Omate (pronounced O-Mayte), one of first brands to debut a 3G-capable Smartwatch, gives two reasons for going the Indiegogo route. First, they want to raise enough funds to build a carbon fiber bezel for the Rise. Second: a low-price, 3G-enabled, Wi-Fi ready smartwatch is an internet cannonball, and Omate wanted to maximize the splash. When the Rise goes on sale for the masses in March, the price will rise to $349.

Still, the main attraction isn’t just that you can get calls and texts independent of your phone, or that the smartwatch is good to 10 meters underwater. It’s not even the bevy of gyros and accelerometers, and a GPS to enable phone-free workout tracking. (The latter remains unavailable on the Apple Watch.)

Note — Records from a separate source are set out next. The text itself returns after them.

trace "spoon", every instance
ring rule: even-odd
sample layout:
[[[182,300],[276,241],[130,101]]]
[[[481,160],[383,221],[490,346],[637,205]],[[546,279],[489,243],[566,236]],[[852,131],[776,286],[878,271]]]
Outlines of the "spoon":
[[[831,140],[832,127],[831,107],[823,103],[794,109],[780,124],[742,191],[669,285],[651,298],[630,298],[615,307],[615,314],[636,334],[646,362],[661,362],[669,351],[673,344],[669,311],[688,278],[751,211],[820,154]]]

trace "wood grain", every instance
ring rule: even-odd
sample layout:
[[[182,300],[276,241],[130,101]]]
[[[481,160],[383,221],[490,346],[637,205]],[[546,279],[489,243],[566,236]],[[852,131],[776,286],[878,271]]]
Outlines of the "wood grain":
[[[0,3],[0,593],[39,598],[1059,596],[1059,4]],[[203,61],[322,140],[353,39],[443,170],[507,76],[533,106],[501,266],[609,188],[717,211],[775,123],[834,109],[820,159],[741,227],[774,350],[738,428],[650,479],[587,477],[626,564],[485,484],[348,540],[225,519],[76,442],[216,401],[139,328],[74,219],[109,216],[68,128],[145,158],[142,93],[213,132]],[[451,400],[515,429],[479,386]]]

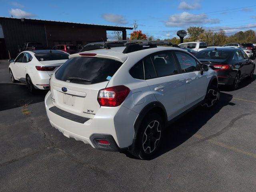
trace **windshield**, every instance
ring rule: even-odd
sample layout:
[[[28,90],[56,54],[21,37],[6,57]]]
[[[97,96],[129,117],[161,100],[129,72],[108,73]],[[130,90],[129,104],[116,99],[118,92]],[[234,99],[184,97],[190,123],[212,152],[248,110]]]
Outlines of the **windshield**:
[[[230,55],[231,52],[227,50],[204,50],[195,55],[198,59],[226,59]]]
[[[59,80],[81,84],[94,84],[109,80],[122,63],[97,57],[69,59],[55,73]]]
[[[34,55],[36,58],[39,61],[52,61],[54,60],[62,60],[68,59],[69,54],[64,52],[58,51],[47,52],[38,52]]]

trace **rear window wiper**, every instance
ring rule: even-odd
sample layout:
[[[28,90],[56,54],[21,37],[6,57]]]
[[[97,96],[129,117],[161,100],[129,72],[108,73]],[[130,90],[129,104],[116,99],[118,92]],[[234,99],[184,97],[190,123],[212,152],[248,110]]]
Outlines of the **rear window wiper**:
[[[68,77],[67,79],[68,80],[76,80],[78,81],[86,81],[87,82],[92,82],[90,80],[88,79],[84,79],[83,78],[80,78],[80,77]]]

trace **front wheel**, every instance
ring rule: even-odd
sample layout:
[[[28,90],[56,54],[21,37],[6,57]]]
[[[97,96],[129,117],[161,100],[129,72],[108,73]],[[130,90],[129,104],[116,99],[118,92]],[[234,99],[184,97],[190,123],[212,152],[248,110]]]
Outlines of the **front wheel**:
[[[212,107],[217,104],[219,98],[220,91],[218,87],[211,85],[201,105],[204,108]]]
[[[157,152],[163,136],[164,124],[157,114],[147,115],[138,131],[134,154],[141,159],[150,159]]]
[[[27,85],[28,85],[28,88],[29,92],[31,93],[34,93],[36,91],[36,89],[35,87],[34,86],[34,85],[31,81],[31,79],[30,77],[28,75],[26,78],[26,81],[27,82]]]

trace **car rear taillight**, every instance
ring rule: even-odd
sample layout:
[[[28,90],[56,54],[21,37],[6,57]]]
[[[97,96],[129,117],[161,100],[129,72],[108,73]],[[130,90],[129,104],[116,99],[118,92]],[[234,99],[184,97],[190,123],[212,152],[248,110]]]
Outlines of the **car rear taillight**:
[[[213,65],[213,67],[214,68],[214,69],[215,71],[224,71],[229,69],[231,67],[231,66],[229,65],[218,64]]]
[[[100,90],[98,101],[101,106],[116,107],[126,98],[130,90],[124,85],[118,85]]]
[[[38,71],[53,71],[56,67],[50,66],[46,67],[45,66],[36,66],[36,68]]]
[[[49,79],[49,90],[50,92],[51,92],[51,78],[52,78],[52,77]]]

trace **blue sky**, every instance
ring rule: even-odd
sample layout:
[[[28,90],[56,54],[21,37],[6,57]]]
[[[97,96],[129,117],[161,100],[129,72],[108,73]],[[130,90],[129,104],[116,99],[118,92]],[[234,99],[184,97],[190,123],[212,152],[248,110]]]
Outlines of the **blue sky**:
[[[155,38],[176,36],[178,30],[192,26],[222,28],[228,35],[256,30],[253,0],[0,0],[0,16],[129,27],[136,20],[138,30]]]

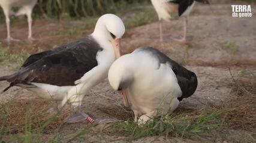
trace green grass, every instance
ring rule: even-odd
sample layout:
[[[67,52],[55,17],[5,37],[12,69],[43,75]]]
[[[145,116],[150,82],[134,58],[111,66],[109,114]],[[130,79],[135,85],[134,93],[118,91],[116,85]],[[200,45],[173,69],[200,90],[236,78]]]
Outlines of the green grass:
[[[146,8],[135,13],[134,14],[125,20],[127,29],[146,24],[157,20],[156,13],[152,8]]]
[[[153,119],[141,126],[132,119],[116,123],[103,129],[102,132],[110,135],[129,136],[128,142],[146,136],[164,136],[200,140],[205,134],[224,126],[221,118],[224,110],[207,111],[194,116],[187,114],[171,114]]]

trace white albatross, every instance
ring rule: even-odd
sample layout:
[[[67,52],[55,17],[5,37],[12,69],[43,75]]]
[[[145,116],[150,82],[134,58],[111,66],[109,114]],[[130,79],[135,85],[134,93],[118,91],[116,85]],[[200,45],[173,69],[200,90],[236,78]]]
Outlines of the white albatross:
[[[158,113],[173,111],[197,87],[194,73],[147,46],[116,60],[109,70],[109,81],[114,90],[123,92],[125,105],[131,107],[138,125]]]
[[[162,20],[170,21],[173,17],[184,17],[183,35],[182,39],[174,39],[182,42],[186,42],[188,16],[195,5],[195,1],[210,4],[208,0],[151,0],[156,11],[159,21],[160,42],[162,42]]]
[[[5,22],[7,29],[7,38],[6,41],[10,42],[11,41],[19,41],[18,39],[11,37],[10,31],[10,15],[16,16],[26,14],[28,18],[28,36],[29,40],[35,40],[32,36],[32,12],[34,7],[37,4],[37,0],[0,0],[0,6],[4,11],[5,16]],[[20,7],[17,13],[14,13],[11,9],[13,7]]]
[[[107,14],[87,37],[52,50],[31,55],[17,72],[0,77],[40,97],[71,103],[78,110],[68,122],[88,117],[81,110],[83,97],[107,77],[111,64],[120,57],[121,38],[125,31],[122,20]]]

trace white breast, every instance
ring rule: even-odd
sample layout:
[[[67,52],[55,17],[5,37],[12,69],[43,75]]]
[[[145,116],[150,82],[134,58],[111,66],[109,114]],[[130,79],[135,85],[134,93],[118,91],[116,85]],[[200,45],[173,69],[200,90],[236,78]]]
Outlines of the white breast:
[[[23,5],[34,6],[37,3],[37,0],[0,0],[0,5],[3,7],[15,7]]]
[[[141,54],[140,56],[141,57]],[[159,67],[158,62],[148,54],[143,57],[139,58],[141,66],[128,89],[131,108],[145,114],[161,107],[166,113],[171,100],[182,95],[176,75],[170,65],[161,64]]]

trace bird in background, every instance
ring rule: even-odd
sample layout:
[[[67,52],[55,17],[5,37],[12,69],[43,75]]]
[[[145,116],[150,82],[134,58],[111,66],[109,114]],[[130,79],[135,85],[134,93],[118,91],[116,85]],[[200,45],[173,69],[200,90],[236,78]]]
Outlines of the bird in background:
[[[76,111],[67,120],[78,122],[89,117],[81,105],[89,90],[107,77],[109,69],[120,57],[121,38],[125,32],[118,16],[107,14],[98,20],[87,37],[52,50],[31,55],[13,74],[0,77],[40,97],[70,103]]]
[[[151,0],[156,11],[159,21],[160,42],[162,43],[162,20],[170,21],[174,17],[183,17],[183,34],[182,38],[173,39],[183,43],[186,42],[188,17],[195,5],[195,1],[209,4],[208,0]]]
[[[37,0],[0,0],[0,6],[2,7],[5,16],[6,26],[7,30],[7,38],[5,40],[7,42],[10,41],[19,41],[19,39],[13,38],[10,35],[10,16],[14,15],[18,16],[25,14],[27,16],[28,23],[28,36],[30,41],[35,40],[32,36],[32,13],[33,8],[37,4]],[[13,7],[19,7],[16,13],[14,13],[12,8]]]
[[[173,111],[197,87],[194,73],[148,46],[116,60],[109,81],[115,91],[122,92],[124,104],[131,107],[139,125]]]

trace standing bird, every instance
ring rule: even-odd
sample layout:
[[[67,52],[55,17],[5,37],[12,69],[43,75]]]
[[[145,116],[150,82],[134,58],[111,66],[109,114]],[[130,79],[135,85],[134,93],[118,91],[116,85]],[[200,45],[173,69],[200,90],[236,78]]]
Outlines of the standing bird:
[[[183,35],[182,39],[176,41],[186,42],[188,28],[188,18],[195,5],[195,1],[209,4],[208,0],[151,0],[158,15],[159,21],[160,42],[162,42],[162,20],[170,21],[172,17],[179,16],[185,18]]]
[[[194,73],[147,46],[116,60],[109,70],[109,81],[114,90],[123,92],[124,103],[131,106],[138,125],[158,113],[173,111],[197,87]]]
[[[37,4],[37,0],[0,0],[0,6],[2,7],[4,15],[5,15],[5,21],[7,29],[7,38],[5,41],[10,42],[11,41],[19,41],[11,37],[10,34],[10,15],[16,16],[26,14],[28,23],[28,39],[35,40],[32,36],[32,12],[33,8]],[[20,7],[17,13],[14,13],[11,8],[13,7]]]
[[[0,77],[0,81],[10,83],[4,91],[17,86],[42,98],[62,100],[62,106],[70,102],[78,109],[68,122],[85,119],[87,115],[81,110],[83,97],[107,77],[111,64],[120,57],[121,38],[125,31],[119,17],[103,15],[91,35],[31,55],[18,72]]]

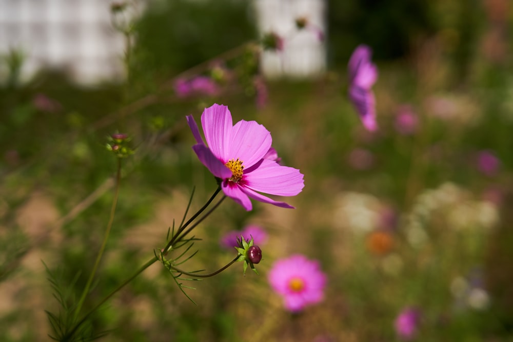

Those guts are great, but the primary draw is superficial: The Rise looks like a watch. Yes, a watch, not a chunk of wiring harness that fell off an Olds Cutlass, an unfortunate norm for “wearable” tech. It’s low-key, not a Silicon Valley class signifier.

We need our smartwatches to be smart, but we want them to look like analog timepieces. The Rise may not be Tag Heuer deluxe, but it’s also a lot cheaper than Tag’s $1,500 chunk of smart man-jewelry. Is the Omate Rise a Timex for the connected car guy? Sounds right.